Le jeu sorti sur la première Game Boy dépassait de loin toutes les espérances de l’époque. En effet, Nintendo avait depuis longtemps boudé la NES et ses joueurs et s’était contenté d’un Zelda sur la SNES, techniquement très performant mais également trop facile et bien court. Bref, ce jeu était la preuve que le 8 bit avait encore de l’avenir, mais il n’y aura jamais après de Zelda sur Nes pour autant. Bref, c’est quoi ce jeu alors ? Eh bien, dans un design similaire à celui de la Super Nintendo et avec des scènes cinématiques (chose extrêmement rare à l’époque dans un jeu !!!) Zelda débarquait sur la Game Boy, la seule console 8 bit encore sur le marché. Link’s awakening est une grande saga qui ne se déroule plus à Hyrule, mais sur une île, l’île Cocolint. Après un naufrage, Link est prisonnier sur ce caillou paradisiaque et doit réunir 8 instruments de musique pour réveiller un poisson rêve dont le sommeil vous empêche de quitter Cocolint. Ce Zelda, plus riche que celui de la SNES, vous donne des possibilités et actions tout à fait nouvelles comme sauter et faire l’attaque tournoyante (sur une 8 bit je vous dis!!!). Bref, l’extase ! Sans compter que la difficulté est au rendez-vous et les musiques sont si entrainantes…. Ce jeu valait à l’époque un 19/20 très aisément !
link s awakening

Un link Dx pour un monde en couleur

En 1998, Link’s awakening est donc adapté sur la GB color. On nous promet un nouveau palais de nouveau bonus… découvrons ! Certes le jeu est en couleurs mais, en vérité très peu de choses changent, mais nous verrons que c’est déjà bien trop ! En effet, ce que vous donnent certains coffres a été changé afin de rendre le jeu plus facile… La potion est désormais gratos, si vous vous débrouillez bien. Un magasin de photo a été ajouté dans la prairie dont l’intérêt semble plus que douteux. Surtout que les scènes des photos sont dessinées avec le dessign de Wind Waker ce qui fait très tache avec le reste du graphisme… Il y a un palais supplémentaire, ah bon ? ce petit passage sous la tombe est un palais ? en 10 minutes vous récupérez la cote de maille ( au passage on apprécie tout de même de retrouver la musique stressante de la NES) comme sur la Snes, a priori c’est cool. Sauf que Nintendo n’a pas relevé le niveau des boss et ennemis ! Du coup a partir du palais 4, vous êtes quasiment invulnérable ! Bref, le jeu perd donc de son intérêt puisque la seule difficulté devient donc les palais labyrinthiques. Étant dépourvu de la difficulté des duels, ces palais deviennent lassants! Votre seul but étant de résoudre les énigmes ! En plus, là encore pas de quoi fouetter un chat puisque les anciennes plaques de marbres qui vous donnaient un indice par palais sont désormais des statues qui vous révèlent chaque énigme ! Avant on avait « la lueur des tuiles sera ton guide » ou « plonge là où se croise la lueur des flambeaux » à un endroit éloigné du lieu indiqué, désormais c’est « tire dans l’œil d’une statue étrange » (lorsque celle-ci est juste à coté!).

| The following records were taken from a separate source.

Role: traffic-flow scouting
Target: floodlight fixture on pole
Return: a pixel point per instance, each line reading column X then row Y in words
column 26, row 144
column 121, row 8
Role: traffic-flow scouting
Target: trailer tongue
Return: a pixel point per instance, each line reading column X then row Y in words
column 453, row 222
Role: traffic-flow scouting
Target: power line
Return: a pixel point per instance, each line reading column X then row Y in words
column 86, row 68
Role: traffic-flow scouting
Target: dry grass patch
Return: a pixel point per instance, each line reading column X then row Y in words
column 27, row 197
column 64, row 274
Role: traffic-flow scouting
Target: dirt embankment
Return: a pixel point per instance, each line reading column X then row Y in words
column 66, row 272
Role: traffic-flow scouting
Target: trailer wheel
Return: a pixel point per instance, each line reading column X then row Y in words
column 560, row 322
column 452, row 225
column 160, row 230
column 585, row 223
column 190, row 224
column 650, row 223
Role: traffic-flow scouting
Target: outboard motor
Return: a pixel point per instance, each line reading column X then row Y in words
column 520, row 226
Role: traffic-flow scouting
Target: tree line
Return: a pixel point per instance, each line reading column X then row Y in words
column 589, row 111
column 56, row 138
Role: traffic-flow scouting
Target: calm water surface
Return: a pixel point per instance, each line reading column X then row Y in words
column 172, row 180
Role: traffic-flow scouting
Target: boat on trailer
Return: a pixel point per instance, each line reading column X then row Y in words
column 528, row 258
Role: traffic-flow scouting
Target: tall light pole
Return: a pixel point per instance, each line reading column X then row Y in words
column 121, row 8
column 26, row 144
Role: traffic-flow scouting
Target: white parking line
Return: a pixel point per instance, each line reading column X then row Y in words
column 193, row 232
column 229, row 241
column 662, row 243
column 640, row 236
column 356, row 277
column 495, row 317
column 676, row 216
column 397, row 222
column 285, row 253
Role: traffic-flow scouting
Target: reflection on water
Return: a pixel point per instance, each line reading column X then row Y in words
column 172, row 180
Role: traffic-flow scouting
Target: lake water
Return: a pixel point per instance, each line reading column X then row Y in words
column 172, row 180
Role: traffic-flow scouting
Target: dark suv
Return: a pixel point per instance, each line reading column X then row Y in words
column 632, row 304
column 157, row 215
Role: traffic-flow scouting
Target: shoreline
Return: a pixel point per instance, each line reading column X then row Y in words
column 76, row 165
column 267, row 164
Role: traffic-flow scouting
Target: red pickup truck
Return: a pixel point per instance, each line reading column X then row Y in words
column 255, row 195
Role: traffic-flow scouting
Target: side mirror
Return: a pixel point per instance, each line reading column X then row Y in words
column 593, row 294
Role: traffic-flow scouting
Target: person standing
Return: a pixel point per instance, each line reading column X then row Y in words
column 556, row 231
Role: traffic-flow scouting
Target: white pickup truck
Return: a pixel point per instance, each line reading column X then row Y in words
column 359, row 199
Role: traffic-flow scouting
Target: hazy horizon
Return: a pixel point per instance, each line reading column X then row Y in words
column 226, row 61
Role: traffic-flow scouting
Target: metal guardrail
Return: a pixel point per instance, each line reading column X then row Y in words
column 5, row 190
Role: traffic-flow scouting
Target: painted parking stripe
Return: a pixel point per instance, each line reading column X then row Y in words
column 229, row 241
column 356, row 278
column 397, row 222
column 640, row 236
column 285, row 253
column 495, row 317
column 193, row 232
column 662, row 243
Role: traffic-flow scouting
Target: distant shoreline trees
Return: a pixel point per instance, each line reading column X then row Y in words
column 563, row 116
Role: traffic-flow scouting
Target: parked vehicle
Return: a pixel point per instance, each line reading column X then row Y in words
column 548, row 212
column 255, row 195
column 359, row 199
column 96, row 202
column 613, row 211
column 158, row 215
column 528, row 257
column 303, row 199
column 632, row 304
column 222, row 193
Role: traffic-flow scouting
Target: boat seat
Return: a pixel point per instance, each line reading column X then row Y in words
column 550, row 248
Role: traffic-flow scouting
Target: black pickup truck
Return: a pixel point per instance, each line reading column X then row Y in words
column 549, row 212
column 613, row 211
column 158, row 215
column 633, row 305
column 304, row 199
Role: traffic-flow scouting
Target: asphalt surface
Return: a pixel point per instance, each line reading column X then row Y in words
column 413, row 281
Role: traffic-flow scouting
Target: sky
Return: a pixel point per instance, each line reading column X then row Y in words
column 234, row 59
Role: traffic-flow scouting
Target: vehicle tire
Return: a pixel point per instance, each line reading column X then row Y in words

En somme la difficulté du jeu à été réduite de moitié ! Vous êtes si puissant que les boss n’ont pas le temps de déployer leur attaques (comme l’Aigle par exemple). Sans compter que vous avez tout de même l’épée légendaire en plus ! Le jeu devient donc des plus monotone et il perd tout le charme qu’il avait avant ! Nintendo commençait déjà à saccager son propre mythe, dommage ! Nintendo aurait pu prendre la peine de nous faire de nouvelles quêtes annexes au moins, mais non, il faudra se contenter de cette version aseptisée à l’outrance ! Pour couronner le tout, Nintendo a jugé bon de sombrer dans la pruderie : désormais, ce n’est plus le bikini de la Sirène qu’il vous faudra retrouver, mais son collier !!

Évaluation

Graphisme **/20 les mêmes, on appréciera peut être la couleur…. ou au contraire, on l’appréciera pas : certains choix de couleurs peuvent laisser dubitatif…
Jouabilité 17/20 Inchangé.
Bande-son 16/20 Un son GB comme à l’origine avec la reprise d’un thème NES, et quel thème !
Durée de vie 17/20 Tout à fait classique, juste ce qu’il faut.